Шрифт:
Интервал:
Закладка:
Действительно, на примере сделанного Аристотелем легче всего выявить то, что сделано до него. При этом, конечно, необходимо учитывать, что сведения о его предшественниках, за исключением Сократа и Платона, настолько отрывочны, что мы скорее должны говорить не о том, что ими сделано, а о том, что дошло. То есть о сохранившихся обрывках. Тем не менее, поскольку вопрос стоит не об истории науки, а о научной парадигме, как она есть для нас сегодня, то неважно, как много сделал тот или иной мыслитель, важно лишь то, что от него взято этой парадигмой, ведь только оно учитывалось и оказывало воздействие на наше мышление. Поэтому вполне можно согласиться с мнением Владиславлева о предшественниках Аристотеля:
«Конечно, никто не скажет, чтоб в словах Гераклита: “дурные свидетели для людей глаза и уши”, или “многознание ума не научает”, было начало логики: эта оценка свидетельства внешних чувств, могла возникнуть при частых опытах над недостоверностию их показаний. Пифагорейцы обратили внимание на ум математически образованный, как орган знания, но отсюда до методического изучения приемов его, конечно, слишком далеко. Демокрит различал темное и действительное знание: первое приобретается чувствами, второе разумом. Парменид напоминает, что об истине невозможно судить по внешним чувствам, но возможно только по разуму. Зенон своими возражениями против понятий пространства, против достоверности чувственного восприятия еще более подтвердил мысль о достоверности одного только логического мышления и недостоверности обыкновенных понятий, возникающих на свидетельстве внешних чувств. Он снискал себе славу основателя софистической диалектики. Но все эти мысли, хотя важные в общем философском смысле и для теории познания в частности, в истории логики имеют мало значения. Иное дело признать важность ума в деле знания, и иное дело в подробности и притом методически рассмотреть его приемы» (Там же).

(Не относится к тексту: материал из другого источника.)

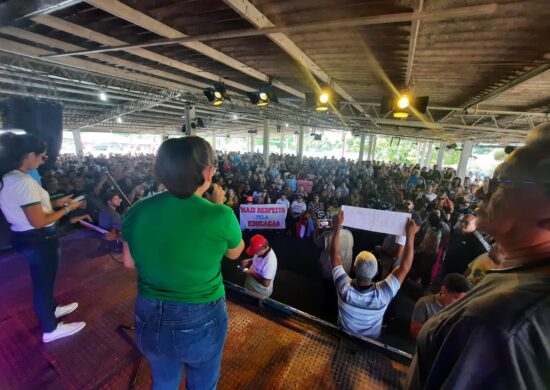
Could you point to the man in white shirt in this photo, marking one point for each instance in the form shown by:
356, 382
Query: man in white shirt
283, 200
298, 207
362, 303
261, 269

Владиславлев тут слегка невнятен. Может показаться, что он противопоставляет теорию познания «важности ума в деле знания». На самом деле это лишь нечеткость стиля. Эта самая «важность ума» и есть для него теория познания, а заключительное предложение должно бы было сегодня прозвучать как: Одно дело – признать важность ума в деле познания (в теории познания), и иное дело – в подробности и притом методически рассмотреть его приемы. Иными словами, логика начинается после того, как познание признано важным.
Логика оказывается описанием познавательной способности человека. Правда, за исключением чувственной составляющей этой способности. Иначе говоря, Логика – это описание работы обрабатывающей воспринятое части нашей познавательной способности. Наука здесь оказывается орудием этой познавательной способности, скрытым в подробном и методичном изложении приемов познания.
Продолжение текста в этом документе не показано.